Serie: Im Dampfkochtopf der Realität

«Sanitär Miller: freundlich, zuverlässig und professionell», heissts auf dem Kleinbus, der in der Einfahrt vor dem Haus steht. Es ist still im Wohnquartier morgens um sechs, bis eine Polizeieinheit vorfährt, die Haustür aufbricht und einen Dreizehnjährigen verhaftet, der eben noch in seinem Kinderzimmer mit nachtblauer Himmelstapete geschlafen hat. Er stehe unter Mordverdacht. Vater und Mutter Miller verstehen die Welt nicht mehr, der Junge schluchzt.
Da wähnt man sich womöglich noch in einem normalen, etwas hektischen TV-Krimi. Bis einem bei der Fahrt zum Verhör endlich auffällt, dass die ganze Folge ohne erkennbaren Schnitt auskommt. Die Kamera heftet sich an Hinterköpfe, Fahrzeuge und Gesichter, kann Räume nur verlassen, wenn sie mit jemandem mitgehen kann. Jede der vier je einstündigen Folgen der bereits vieldiskutierten neuen Netflix-Serie «Adolescence» besteht aus einem einzigen atemlosen Take; doch das bliebe eine blosse formale Spielerei, wenn wir nicht auch inhaltlich überwältigt würden.

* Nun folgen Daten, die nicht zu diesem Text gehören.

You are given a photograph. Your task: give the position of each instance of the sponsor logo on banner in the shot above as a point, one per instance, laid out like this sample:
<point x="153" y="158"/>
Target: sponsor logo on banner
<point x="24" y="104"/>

Die Schauspieler:innen: alle herausragend. Voran der fünfzehnjährige Owen Cooper in seiner ersten Rolle überhaupt als angeklagter Teenie; Erin Doherty («The Crown») als Psychologin, die in der nervenzerrüttenden dritten Folge das Incel-Monster aus ihm herausholt. Der hochexplosive Vater wird vom beliebten britischen Krimiveteranen und Charakterkopf Stephen Graham gespielt, der auch Idee und Drehbuch von «Adolescence» mitverantwortet hat.
Die Settings bleiben unspektakulär – ein Verhörraum, eine Schule, ein Gefängnis, ein Einkaufszentrum –, zu Spezialoperationen und Minenfeldern werden die Seelen: diejenigen der Figuren, aber auch unsere. Auf dem Spiel steht viel mehr als die routinierte Klärung von Krimifragen (wer wars, wie und warum?): «Adolescence» ist eine ultrarealistische Simulation und Zuspitzung von sozialer Wirklichkeit. Brennpunkte sind die kaputte öffentliche Schule und die Verhetzungen und Verletzungen von Jugendlichen in den sogenannt sozialen Medien.